The key difference from M2PO: every surviving token gets corrected proportionally to how off-policy it is, rather than being treated as on-policy. The moderately stale tokens that M2PO ignores are exactly the ones that benefit from reweighting.

The decomposition into three independent ratios (CompIS) came later, once we moved to fully async and needed finer-grained control. But even this single-ratio version gave us our first stable async run:

R3 + DPPO results: logprob diff stays flat (unlike M2PO which diverges), raw reward is stable around 0.6–0.7, AIME24 eval climbs from ~0.42 to ~0.74.

The logprob diff stays flat throughout training — no divergence. Raw reward is stable, and AIME24 eval under 16k context climbs steadily from ~0.42 to ~0.74.

From DPPO to CompIS: Decomposing the IS Ratio

With a working single-ratio DPPO, we went back to double-check the AReaL paper and discovered a discrepancy: the original actually decomposes the behavioral IS weight into two separate ratios (staleness and engine mismatch), while we had lumped them into one. This sent us down the analysis that became the companion post [7] — where we identified five independent sources of distribution mismatch and realized that each source has qualitatively different characteristics, meaning different correction strategies (cap, clip, hard rejection) could be applied flexibly per source.

This led to CompIS (“compass”) — a composable IS correction framework using a 3-ratio decomposition with routing replay handling Source 4 separately:

RatioSourceNumeratorDenominatorAlways present?
$r_1$Within-step drift$\pi_\theta(y_t)$$\pi_{\theta_k}^{\text{Meg}}(y_t)$Yes (standard PPO)
$r_2$Engine mismatch$\pi_{\theta_j}^{\text{Meg}}(y_t)$$\pi_{\theta_j}^{\text{SGL}}(y_t)$Yes (disaggregated)
$r_3$Staleness$\pi_{\theta_k}^{\text{Meg}}(y_t)$$\pi_{\theta_j}^{\text{Meg}}(y_t)$Only when $k \neq j$

Where $\theta_j$ = weights at rollout time, $\theta_k$ = weights at training time, Meg = Megatron forward pass, SGL = SGLang forward pass.

Source 1 ($r_1$) is always corrected by PPO’s standard clip:

\[L^{\text{PPO}} = \min\left(r_1 \hat{A}, \text{clip}(r_1, 1-\varepsilon, 1+\varepsilon) \hat{A}\right)\]

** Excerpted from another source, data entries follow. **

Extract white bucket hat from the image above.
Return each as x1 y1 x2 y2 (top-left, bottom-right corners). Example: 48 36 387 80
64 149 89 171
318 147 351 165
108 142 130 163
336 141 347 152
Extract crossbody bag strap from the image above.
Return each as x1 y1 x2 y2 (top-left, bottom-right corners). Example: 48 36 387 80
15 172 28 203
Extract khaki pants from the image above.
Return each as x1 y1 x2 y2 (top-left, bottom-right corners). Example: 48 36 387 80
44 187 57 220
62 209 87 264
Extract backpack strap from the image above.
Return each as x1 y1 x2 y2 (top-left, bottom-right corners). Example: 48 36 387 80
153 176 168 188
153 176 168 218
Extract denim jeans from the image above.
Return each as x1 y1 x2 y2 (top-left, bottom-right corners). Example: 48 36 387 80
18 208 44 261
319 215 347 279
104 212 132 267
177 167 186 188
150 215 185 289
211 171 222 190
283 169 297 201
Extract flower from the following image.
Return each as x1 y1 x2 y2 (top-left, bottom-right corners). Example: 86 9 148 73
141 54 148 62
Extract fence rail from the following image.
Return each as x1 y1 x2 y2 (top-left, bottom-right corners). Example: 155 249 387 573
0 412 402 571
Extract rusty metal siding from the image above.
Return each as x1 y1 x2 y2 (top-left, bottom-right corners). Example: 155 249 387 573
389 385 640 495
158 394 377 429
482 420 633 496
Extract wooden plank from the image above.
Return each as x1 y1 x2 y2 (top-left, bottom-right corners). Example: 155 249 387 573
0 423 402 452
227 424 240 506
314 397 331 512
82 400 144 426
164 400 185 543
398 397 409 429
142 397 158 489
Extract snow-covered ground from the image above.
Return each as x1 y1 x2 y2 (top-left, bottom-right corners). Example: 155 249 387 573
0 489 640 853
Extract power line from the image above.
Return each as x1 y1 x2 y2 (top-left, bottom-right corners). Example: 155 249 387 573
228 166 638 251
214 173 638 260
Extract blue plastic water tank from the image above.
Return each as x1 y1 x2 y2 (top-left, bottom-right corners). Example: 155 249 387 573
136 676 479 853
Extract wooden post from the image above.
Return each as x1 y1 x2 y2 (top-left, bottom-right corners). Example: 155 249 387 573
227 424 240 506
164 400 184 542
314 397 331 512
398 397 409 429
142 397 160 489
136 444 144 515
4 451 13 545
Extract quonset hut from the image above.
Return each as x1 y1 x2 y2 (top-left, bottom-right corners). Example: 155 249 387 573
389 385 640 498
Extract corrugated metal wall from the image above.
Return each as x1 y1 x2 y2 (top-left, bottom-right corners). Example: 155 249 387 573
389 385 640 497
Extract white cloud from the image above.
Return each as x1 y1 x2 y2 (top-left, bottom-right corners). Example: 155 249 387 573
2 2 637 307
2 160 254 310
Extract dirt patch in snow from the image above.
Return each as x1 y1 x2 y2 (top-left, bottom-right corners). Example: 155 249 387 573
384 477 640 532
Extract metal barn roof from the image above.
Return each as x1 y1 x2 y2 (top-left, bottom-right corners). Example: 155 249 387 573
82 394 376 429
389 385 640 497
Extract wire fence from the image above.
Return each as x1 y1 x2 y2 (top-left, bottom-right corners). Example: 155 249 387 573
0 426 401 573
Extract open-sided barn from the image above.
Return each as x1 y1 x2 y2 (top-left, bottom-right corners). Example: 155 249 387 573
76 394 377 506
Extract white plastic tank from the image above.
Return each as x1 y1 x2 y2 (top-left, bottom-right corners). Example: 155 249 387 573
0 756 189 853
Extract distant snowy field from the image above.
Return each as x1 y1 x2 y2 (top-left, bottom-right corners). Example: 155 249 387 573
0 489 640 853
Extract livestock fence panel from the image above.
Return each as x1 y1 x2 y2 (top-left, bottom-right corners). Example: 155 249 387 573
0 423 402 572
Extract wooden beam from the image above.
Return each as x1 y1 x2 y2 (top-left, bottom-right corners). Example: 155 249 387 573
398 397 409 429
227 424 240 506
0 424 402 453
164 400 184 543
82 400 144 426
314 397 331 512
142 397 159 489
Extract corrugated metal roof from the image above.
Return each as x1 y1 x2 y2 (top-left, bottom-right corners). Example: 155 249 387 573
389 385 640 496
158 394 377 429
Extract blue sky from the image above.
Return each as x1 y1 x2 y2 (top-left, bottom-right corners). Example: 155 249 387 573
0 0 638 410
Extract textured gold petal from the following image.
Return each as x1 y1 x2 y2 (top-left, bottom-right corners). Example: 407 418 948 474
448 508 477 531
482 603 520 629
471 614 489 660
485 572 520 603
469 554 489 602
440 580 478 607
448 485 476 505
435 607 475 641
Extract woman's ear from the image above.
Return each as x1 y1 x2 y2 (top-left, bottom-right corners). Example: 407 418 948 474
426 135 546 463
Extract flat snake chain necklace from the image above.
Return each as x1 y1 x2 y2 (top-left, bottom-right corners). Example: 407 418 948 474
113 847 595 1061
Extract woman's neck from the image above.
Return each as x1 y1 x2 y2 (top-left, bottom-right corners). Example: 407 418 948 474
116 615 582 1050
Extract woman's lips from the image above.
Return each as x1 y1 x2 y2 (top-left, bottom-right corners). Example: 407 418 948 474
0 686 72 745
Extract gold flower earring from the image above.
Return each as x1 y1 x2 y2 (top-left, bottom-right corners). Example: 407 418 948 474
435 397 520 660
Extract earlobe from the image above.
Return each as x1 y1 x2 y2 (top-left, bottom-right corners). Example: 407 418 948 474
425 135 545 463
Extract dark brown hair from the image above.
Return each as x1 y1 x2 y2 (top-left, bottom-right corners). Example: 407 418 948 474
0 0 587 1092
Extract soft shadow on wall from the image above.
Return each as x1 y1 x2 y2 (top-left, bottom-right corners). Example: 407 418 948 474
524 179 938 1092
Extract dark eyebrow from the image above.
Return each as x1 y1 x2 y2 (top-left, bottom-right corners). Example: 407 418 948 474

Sources 2 and 3 are applied as multiplicative IS weights on the PPO loss, each with its own configurable correction method:

# From loss.py — CompIS 3-ratio decomposition
# Source 1 (within-step drift): PPO clip already applied above

# Source 3 (staleness): Megatron(π_k) / Megatron(π_j)
s_weight, loss_masks, ... = compute_is_correction(
    numerator_log_probs=old_log_probs,        # Megatron(π_k)
    denominator_log_probs=old_actor_log_probs, # Megatron(π_j)
    method=args.staleness_correction_method,   # cap, clip, icepop, none
)
pg_loss = pg_loss * s_weight

# Source 2 (engine mismatch): Megatron(π_j) / SGLang(π_j)
e_weight, loss_masks, ... = compute_is_correction(
    numerator_log_probs=old_actor_log_probs,   # Megatron(π_j)
    denominator_log_probs=rollout_log_probs,    # SGLang(π_j)
    method=args.engine_correction_method,
)
pg_loss = pg_loss * e_weight

We implemented four correction methods that can be assigned to each source independently:

MethodBehaviorUse case
capZero out tokens with ratio > thresholdOne-sided rejection for extreme upward spikes
clipClamp ratio to $[\ell, u]$ (TIS-style)Soft correction; all tokens contribute
icepopZero out tokens outside $[\ell, u]$Hard two-sided rejection for localized instability
noneRaw ratio, no correctionWhen you want to measure but not correct

Staleness is additionally bounded by --max-off-policy-steps: samples older than the threshold are discarded before training.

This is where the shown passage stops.